NTLM Specifiers: DC Load Balance	Specifies whether load balancing is used: 0 = disabled 1 = enabled Note: When multiple domain controllers are specified, even if load balancing is disabled, when the load on the primary domain controller reaches the maximum number of connections allowed, new requests are sent to a secondary domain controller as a short-term failover provision, until such time that the primary domain controller can accept new connections.
LDAP Specifiers: LDAP Server Name	Specifies the LDAP server name. This option applies to ldap rule types only.
LDAP Specifiers: LDAP Server Port	Specifies the LDAP Server Port (Optional - Default 389)
LDAP Specifiers: LDAP Base Distinguished Name	Specifies the LDAP Base Distinguished Name. This option applies to ldap rule types only.

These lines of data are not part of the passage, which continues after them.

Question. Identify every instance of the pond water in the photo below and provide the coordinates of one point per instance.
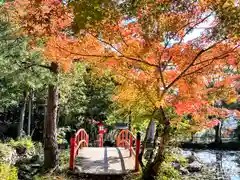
(224, 161)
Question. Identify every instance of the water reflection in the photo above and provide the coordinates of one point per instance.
(225, 163)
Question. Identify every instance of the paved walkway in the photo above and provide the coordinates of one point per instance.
(106, 160)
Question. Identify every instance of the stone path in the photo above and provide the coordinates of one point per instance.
(104, 161)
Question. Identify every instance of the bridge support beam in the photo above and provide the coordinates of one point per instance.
(72, 149)
(138, 142)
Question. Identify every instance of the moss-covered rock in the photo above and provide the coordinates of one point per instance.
(8, 155)
(8, 172)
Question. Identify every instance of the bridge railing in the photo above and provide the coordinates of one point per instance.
(80, 139)
(126, 139)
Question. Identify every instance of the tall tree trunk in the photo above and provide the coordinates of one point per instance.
(153, 167)
(30, 112)
(22, 114)
(218, 139)
(51, 159)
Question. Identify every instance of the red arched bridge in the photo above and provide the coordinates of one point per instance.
(105, 160)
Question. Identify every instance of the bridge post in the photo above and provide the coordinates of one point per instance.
(100, 140)
(72, 150)
(130, 146)
(138, 140)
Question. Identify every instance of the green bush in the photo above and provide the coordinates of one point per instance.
(25, 142)
(8, 172)
(5, 153)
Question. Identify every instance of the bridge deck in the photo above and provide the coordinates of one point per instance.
(106, 160)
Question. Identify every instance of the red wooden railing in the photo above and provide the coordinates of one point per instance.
(79, 140)
(125, 139)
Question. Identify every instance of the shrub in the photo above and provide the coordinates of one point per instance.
(64, 159)
(6, 153)
(8, 172)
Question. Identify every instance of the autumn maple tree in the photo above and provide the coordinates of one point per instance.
(160, 52)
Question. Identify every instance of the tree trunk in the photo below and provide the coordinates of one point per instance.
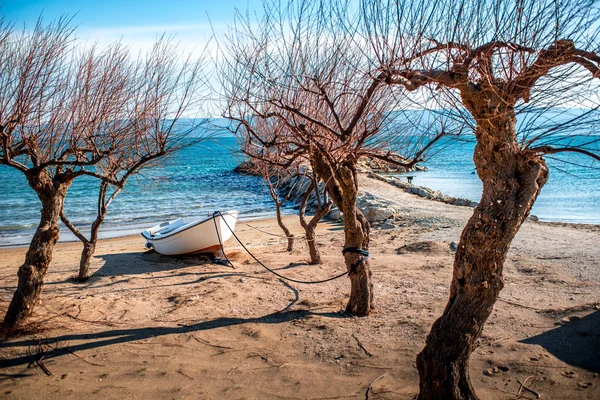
(341, 182)
(84, 262)
(511, 184)
(31, 273)
(284, 228)
(310, 227)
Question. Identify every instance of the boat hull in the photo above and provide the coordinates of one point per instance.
(181, 237)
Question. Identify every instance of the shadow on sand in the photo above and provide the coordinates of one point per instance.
(89, 341)
(149, 261)
(577, 342)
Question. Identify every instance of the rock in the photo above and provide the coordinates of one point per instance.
(387, 225)
(334, 215)
(461, 202)
(247, 168)
(375, 212)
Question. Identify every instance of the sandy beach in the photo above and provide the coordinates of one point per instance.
(156, 327)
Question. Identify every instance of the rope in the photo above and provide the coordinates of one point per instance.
(269, 269)
(364, 253)
(269, 233)
(220, 260)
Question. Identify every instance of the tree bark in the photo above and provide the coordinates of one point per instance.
(31, 273)
(341, 182)
(511, 184)
(310, 227)
(284, 228)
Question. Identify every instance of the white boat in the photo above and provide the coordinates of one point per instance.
(184, 236)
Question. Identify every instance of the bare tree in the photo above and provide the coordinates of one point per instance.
(521, 73)
(66, 112)
(322, 208)
(276, 180)
(164, 90)
(302, 72)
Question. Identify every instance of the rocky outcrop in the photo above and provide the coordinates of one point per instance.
(377, 211)
(246, 168)
(423, 191)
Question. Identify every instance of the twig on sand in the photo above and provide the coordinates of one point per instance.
(83, 359)
(369, 366)
(524, 388)
(199, 340)
(41, 352)
(519, 305)
(367, 352)
(370, 388)
(184, 374)
(265, 358)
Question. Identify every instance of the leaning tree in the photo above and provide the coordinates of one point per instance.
(163, 88)
(522, 74)
(302, 69)
(66, 112)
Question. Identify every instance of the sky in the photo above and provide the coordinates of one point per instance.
(135, 22)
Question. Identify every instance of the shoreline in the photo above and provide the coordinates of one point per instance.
(123, 231)
(153, 326)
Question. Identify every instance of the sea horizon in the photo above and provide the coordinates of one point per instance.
(199, 180)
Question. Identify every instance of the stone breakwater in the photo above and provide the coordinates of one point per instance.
(377, 211)
(424, 192)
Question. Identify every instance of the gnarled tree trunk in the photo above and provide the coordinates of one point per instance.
(284, 228)
(342, 185)
(511, 184)
(31, 274)
(323, 207)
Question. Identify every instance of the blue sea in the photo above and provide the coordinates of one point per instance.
(199, 180)
(195, 181)
(572, 193)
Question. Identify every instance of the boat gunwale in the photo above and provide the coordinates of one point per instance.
(185, 227)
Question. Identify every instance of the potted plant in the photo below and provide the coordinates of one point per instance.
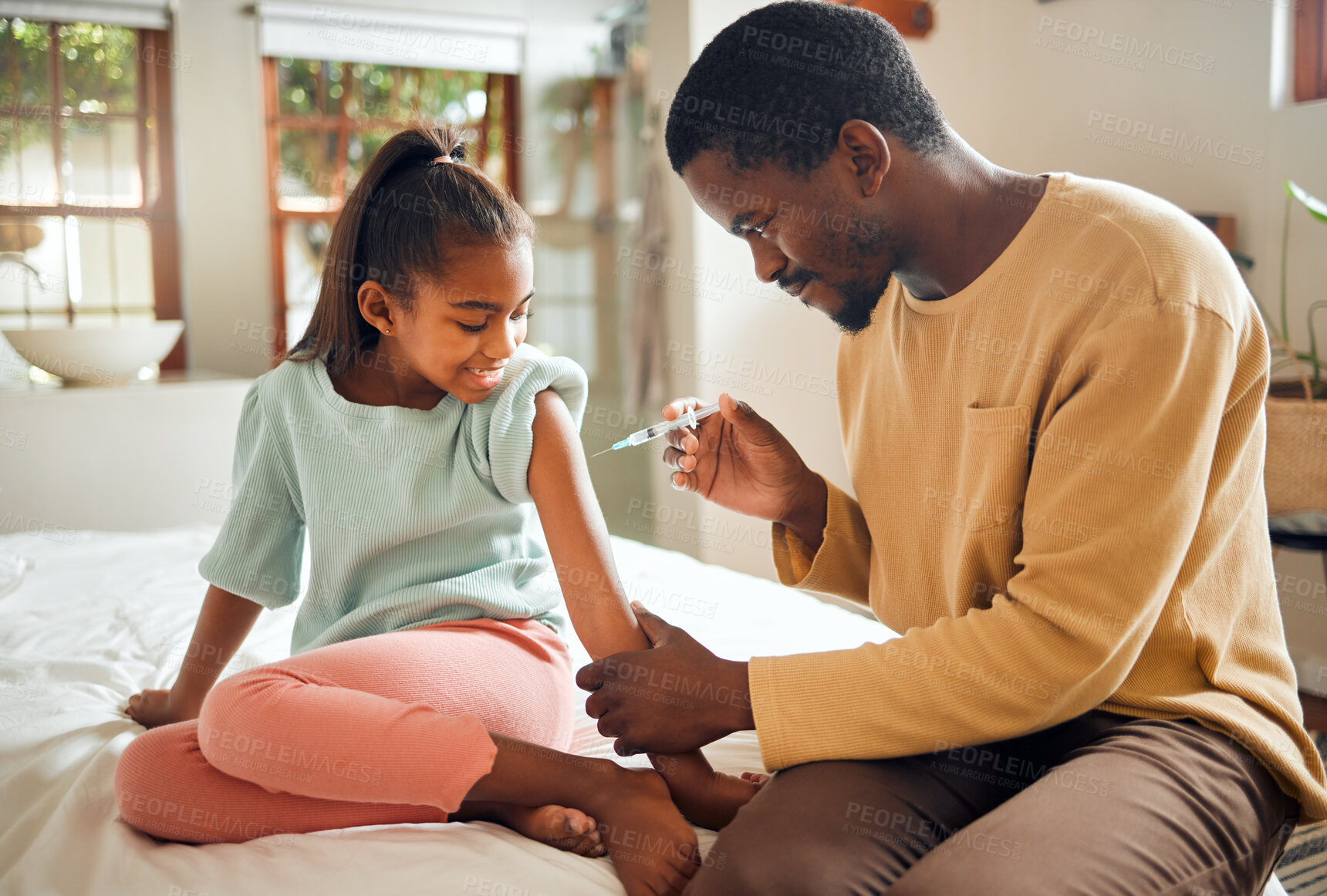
(1295, 470)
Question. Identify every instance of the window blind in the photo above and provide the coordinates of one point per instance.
(129, 14)
(392, 37)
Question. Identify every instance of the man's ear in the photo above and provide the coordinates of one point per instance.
(867, 150)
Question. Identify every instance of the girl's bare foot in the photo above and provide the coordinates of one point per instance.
(652, 846)
(558, 826)
(706, 797)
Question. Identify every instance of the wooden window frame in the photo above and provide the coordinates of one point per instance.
(1310, 51)
(156, 130)
(343, 125)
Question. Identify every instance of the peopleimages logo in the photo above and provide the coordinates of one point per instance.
(1074, 37)
(1143, 136)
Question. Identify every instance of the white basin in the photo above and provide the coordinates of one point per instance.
(97, 355)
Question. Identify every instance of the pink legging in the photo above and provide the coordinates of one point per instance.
(374, 730)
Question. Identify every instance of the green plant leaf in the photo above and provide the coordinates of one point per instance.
(1317, 207)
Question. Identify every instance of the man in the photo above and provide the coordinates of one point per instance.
(1052, 396)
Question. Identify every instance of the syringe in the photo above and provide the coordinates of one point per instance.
(687, 419)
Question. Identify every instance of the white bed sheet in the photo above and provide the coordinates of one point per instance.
(104, 615)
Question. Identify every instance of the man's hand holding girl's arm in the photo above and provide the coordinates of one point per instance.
(596, 601)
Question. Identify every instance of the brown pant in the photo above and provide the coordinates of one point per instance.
(1099, 805)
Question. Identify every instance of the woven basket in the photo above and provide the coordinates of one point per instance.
(1295, 473)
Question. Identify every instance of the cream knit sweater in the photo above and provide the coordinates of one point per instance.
(1059, 504)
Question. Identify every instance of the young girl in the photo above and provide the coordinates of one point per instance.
(407, 433)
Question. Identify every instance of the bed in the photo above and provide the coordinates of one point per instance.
(100, 615)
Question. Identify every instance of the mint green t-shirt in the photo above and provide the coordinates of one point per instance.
(413, 517)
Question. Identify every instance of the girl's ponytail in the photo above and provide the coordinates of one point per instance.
(398, 226)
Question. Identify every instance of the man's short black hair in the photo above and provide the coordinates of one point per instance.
(781, 81)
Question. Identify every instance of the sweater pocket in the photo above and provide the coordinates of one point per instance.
(993, 466)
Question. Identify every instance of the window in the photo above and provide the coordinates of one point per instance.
(326, 121)
(1310, 51)
(86, 184)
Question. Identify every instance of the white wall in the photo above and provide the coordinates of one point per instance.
(1028, 106)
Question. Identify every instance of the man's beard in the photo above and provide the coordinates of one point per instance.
(862, 295)
(859, 304)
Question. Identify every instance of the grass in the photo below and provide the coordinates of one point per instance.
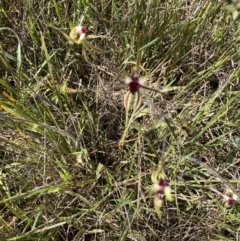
(63, 175)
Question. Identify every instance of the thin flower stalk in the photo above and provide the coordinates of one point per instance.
(161, 189)
(134, 83)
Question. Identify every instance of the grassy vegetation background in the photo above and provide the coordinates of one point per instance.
(63, 175)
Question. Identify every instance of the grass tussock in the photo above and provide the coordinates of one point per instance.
(63, 175)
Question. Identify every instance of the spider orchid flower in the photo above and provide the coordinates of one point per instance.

LDAP Specifiers: Server Type	Sets the search filter to "sAMAccountName" for Active Directory, or to "uid" for other directory services.
LDAP Specifiers: Bind DN	Specifies the LDAP bind account distinguished name.
LDAP Specifiers: Bind Password	Specifies the LDAP bind account password.
LDAP Specifiers: Secure LDAP	Specifies whether Content Gateway will use secure communication with the LDAP server. If enabled, you must set LDAP port to one of the secure ports: 636 or 3269.
LDAP Specifiers: LDAP Attribute Name (Optional)	Specifies the LDAP attribute name.
LDAP Specifiers: LDAP Attribute Value (Optional)	Specifies the LDAP attribute pair.
Apply	Applies the configuration changes.
Close	Exits the configuration file editor. Click Apply before you click Close; otherwise, all configuration changes will be lost.